DAILY BRIEFING
USDA: Many Bias Cases Settled
The Agriculture Department says it has made major strides in resolving discrimination complaints from black farmers, but the department's critics say USDA is still moving too slowly to address its legacy of discrimination.
"We are facing up to our past," Agriculture Secretary Dan Glickman said at an employee gathering to mark the agency's civil rights accomplishments.
Glickman said USDA has resolved 229 of 1,118 discrimination complaints involving denial of farm loans and other benefits, the Associated Press reported.
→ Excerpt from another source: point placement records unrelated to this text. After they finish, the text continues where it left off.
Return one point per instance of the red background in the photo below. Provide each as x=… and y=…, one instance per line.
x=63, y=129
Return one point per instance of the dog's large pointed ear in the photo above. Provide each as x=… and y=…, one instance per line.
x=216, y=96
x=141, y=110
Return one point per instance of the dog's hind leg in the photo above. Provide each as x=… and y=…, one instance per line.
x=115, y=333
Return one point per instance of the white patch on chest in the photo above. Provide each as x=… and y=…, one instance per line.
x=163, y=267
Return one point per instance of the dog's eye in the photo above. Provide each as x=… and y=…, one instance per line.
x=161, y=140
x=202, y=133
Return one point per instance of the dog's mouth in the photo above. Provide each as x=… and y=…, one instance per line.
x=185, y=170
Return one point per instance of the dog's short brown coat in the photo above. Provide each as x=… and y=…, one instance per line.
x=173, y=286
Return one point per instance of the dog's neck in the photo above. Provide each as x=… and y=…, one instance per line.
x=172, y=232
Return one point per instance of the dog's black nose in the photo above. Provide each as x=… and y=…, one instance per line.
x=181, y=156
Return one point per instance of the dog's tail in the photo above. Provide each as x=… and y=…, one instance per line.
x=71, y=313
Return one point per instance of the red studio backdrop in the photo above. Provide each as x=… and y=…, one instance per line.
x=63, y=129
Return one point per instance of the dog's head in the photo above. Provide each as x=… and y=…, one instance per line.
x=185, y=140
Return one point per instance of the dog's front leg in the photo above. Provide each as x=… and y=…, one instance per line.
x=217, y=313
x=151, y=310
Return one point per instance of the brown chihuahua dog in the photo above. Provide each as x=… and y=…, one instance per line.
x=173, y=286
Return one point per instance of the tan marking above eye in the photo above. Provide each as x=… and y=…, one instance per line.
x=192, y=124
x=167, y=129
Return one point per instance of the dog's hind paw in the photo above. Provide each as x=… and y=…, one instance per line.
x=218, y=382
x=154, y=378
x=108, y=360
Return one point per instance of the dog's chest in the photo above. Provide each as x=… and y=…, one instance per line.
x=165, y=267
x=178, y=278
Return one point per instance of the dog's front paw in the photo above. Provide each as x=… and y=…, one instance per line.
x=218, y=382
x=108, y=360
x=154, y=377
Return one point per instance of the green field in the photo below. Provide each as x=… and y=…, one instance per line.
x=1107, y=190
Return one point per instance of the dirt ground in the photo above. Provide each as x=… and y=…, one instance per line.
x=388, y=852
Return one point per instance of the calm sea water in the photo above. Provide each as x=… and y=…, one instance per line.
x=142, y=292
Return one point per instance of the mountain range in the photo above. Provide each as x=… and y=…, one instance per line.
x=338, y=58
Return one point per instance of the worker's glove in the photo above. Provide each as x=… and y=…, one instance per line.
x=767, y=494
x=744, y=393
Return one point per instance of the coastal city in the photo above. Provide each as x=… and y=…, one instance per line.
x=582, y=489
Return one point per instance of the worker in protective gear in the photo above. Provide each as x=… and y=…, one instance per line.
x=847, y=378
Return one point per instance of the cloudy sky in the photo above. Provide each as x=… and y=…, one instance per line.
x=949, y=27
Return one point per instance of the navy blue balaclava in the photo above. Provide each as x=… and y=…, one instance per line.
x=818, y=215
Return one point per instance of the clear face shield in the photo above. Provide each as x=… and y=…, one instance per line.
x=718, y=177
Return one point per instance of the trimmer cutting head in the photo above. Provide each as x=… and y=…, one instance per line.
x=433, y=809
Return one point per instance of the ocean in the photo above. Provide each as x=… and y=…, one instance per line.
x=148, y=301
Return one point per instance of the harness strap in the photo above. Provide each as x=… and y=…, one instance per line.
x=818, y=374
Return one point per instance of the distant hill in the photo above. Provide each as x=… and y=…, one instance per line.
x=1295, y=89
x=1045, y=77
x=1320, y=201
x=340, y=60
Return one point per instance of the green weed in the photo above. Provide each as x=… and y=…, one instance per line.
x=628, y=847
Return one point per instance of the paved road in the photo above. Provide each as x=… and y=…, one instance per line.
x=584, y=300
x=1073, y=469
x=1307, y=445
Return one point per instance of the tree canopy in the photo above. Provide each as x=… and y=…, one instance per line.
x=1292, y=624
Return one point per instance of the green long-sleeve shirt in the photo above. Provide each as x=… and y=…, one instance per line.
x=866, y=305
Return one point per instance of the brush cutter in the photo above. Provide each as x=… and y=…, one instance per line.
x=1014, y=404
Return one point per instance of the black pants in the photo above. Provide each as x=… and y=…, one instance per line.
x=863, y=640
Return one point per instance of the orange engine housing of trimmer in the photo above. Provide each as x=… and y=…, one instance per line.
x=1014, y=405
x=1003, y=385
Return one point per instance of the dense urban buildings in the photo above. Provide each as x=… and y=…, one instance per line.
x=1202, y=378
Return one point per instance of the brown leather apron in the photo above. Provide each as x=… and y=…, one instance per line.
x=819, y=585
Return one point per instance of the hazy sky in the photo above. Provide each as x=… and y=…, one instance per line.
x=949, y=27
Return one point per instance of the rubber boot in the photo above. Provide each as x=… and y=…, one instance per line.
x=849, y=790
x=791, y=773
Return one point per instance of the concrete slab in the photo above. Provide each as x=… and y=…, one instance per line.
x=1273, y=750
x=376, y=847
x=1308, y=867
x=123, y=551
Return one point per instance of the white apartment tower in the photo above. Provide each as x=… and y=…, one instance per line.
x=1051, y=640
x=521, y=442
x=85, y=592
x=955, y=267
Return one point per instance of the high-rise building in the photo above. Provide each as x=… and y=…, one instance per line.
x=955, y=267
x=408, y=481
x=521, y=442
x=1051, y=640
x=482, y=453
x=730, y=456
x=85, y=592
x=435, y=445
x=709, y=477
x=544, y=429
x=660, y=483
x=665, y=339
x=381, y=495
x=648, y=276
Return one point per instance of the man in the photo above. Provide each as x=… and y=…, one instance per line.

The government has reached 15 major settlements with black farmers, who were paid $4.7 million in damages.
"We're clearly not done," Glickman said. "In many respects, it's been harder than we thought."
Some members of Congress remained critical.
"I find the USDA's success in settling only a handful of black farmers' cases, of the thousands still sandbagged in the system, an insult," Rep. Cynthia McKinney, D-Ga., said.
Rep. Maxine Waters, D-Calif., said it's unfair that some farmers have had to wait so long to have their complaints handled. "They were misled by their government," she said. "They filed their complaints in a timely way. They had no way of knowing they were not being take care of."
One major obstacle, Waters said, is a Justice Department conclusion that many black farmers who filed before 1994 are blocked by the statute of limitations.
A group of farmers filed a federal lawsuit in an attempt to resolve the issue. This week in U.S. District Court, Judge Paul Friedman will be asked to decide whether the statute of limitations applies, to certify the case as a class action for some 2,500 farmers and to set a trial date.
"A national settlement isn't going to occur unless the government realizes the alternative is a trial," an attorney representing the farmers said.